The Indianapolis Business Journal reported that when Lilly died in 1977, he left 10 percent of his estate to the church, with management of three trusts divided among three local banks. JPMorgan Chase wound up managing two of the trusts after bank consolidation.
Christ Church Cathedral, a 177-year-old Episcopal congregation, is located on Monument Circle in the center of downtown Indianapolis. The Journal reported the church had a total endowment of $67.1 million as of December.
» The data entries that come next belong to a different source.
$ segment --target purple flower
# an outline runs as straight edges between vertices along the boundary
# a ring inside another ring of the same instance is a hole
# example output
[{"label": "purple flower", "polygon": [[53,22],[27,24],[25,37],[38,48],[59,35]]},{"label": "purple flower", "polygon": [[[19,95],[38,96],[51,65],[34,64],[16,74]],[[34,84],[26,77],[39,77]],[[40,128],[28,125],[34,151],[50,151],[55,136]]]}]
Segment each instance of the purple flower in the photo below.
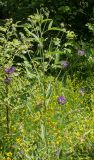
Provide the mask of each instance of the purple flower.
[{"label": "purple flower", "polygon": [[66,98],[63,97],[63,96],[59,96],[59,97],[57,98],[57,102],[58,102],[58,104],[63,105],[63,104],[66,103]]},{"label": "purple flower", "polygon": [[83,51],[83,50],[78,50],[78,55],[80,55],[80,56],[85,55],[85,51]]},{"label": "purple flower", "polygon": [[61,61],[61,65],[62,65],[64,68],[68,68],[68,67],[69,67],[69,62],[68,62],[68,61]]},{"label": "purple flower", "polygon": [[15,68],[14,68],[14,67],[5,68],[5,72],[6,72],[7,74],[12,74],[14,71],[15,71]]},{"label": "purple flower", "polygon": [[80,88],[79,93],[84,95],[86,93],[86,88]]},{"label": "purple flower", "polygon": [[6,84],[10,84],[11,83],[11,77],[7,77],[5,80],[4,80],[4,82],[6,83]]}]

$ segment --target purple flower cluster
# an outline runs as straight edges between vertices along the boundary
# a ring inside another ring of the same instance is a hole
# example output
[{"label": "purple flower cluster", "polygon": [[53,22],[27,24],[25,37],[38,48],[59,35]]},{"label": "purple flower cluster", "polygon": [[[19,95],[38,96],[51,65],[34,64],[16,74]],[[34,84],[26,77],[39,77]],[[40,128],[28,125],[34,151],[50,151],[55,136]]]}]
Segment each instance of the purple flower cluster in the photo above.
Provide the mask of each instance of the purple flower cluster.
[{"label": "purple flower cluster", "polygon": [[6,72],[7,74],[12,74],[14,71],[15,71],[15,68],[14,68],[14,67],[5,68],[5,72]]},{"label": "purple flower cluster", "polygon": [[5,73],[6,73],[6,78],[5,78],[4,82],[6,84],[10,84],[11,81],[12,81],[12,78],[10,76],[15,71],[15,68],[14,67],[10,67],[10,68],[5,68],[4,70],[5,70]]},{"label": "purple flower cluster", "polygon": [[63,68],[68,68],[69,62],[68,61],[61,61],[61,65],[63,66]]},{"label": "purple flower cluster", "polygon": [[84,95],[86,93],[86,88],[80,88],[79,93]]},{"label": "purple flower cluster", "polygon": [[63,96],[59,96],[57,98],[57,102],[58,102],[58,104],[64,105],[66,103],[66,98]]},{"label": "purple flower cluster", "polygon": [[86,53],[83,50],[78,50],[78,55],[79,56],[84,56]]}]

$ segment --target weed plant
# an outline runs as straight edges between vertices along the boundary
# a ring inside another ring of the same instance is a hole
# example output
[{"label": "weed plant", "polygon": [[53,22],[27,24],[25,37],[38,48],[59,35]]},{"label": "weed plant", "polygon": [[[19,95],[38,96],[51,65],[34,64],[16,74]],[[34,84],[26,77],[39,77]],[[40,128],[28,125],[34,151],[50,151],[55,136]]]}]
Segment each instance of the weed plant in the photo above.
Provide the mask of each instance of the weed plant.
[{"label": "weed plant", "polygon": [[0,160],[93,160],[93,48],[46,12],[0,34]]}]

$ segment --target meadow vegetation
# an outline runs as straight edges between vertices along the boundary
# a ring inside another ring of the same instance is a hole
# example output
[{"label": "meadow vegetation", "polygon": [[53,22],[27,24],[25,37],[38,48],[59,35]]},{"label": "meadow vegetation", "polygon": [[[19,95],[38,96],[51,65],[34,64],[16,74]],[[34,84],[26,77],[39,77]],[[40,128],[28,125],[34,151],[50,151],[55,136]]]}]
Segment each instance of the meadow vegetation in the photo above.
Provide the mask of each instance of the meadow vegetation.
[{"label": "meadow vegetation", "polygon": [[93,40],[43,8],[2,21],[0,160],[94,159]]}]

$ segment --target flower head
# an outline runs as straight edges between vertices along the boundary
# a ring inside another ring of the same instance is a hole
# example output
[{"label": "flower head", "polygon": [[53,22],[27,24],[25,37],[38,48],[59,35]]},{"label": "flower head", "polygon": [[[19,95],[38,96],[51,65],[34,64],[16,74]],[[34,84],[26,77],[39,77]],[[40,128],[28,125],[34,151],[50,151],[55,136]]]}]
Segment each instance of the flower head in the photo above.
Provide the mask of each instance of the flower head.
[{"label": "flower head", "polygon": [[10,84],[11,83],[11,77],[7,77],[5,80],[4,80],[4,82],[6,83],[6,84]]},{"label": "flower head", "polygon": [[85,55],[85,51],[83,51],[83,50],[78,50],[78,55],[79,55],[79,56]]},{"label": "flower head", "polygon": [[12,74],[14,71],[15,71],[15,68],[14,68],[14,67],[5,68],[5,72],[6,72],[7,74]]},{"label": "flower head", "polygon": [[63,97],[63,96],[59,96],[59,97],[57,98],[57,102],[58,102],[58,104],[63,105],[63,104],[66,103],[66,98]]},{"label": "flower head", "polygon": [[68,68],[68,67],[69,67],[69,62],[68,62],[68,61],[61,61],[61,65],[62,65],[64,68]]},{"label": "flower head", "polygon": [[86,88],[80,88],[79,93],[84,95],[86,93]]}]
The Indianapolis Star reports the church was the religious home of the Lilly family. Lilly Jr., the grandson of the founder of the pharmaceutical company that bears the family name, grew up in the church. He was baptized there in 1885, sang in the youth choir and served much of his adult life as a lay church leader as he rose to head Eli Lilly and Co.
JPMorgan Chase spokeswoman Christine Holevas said the company does not comment on pending litigation.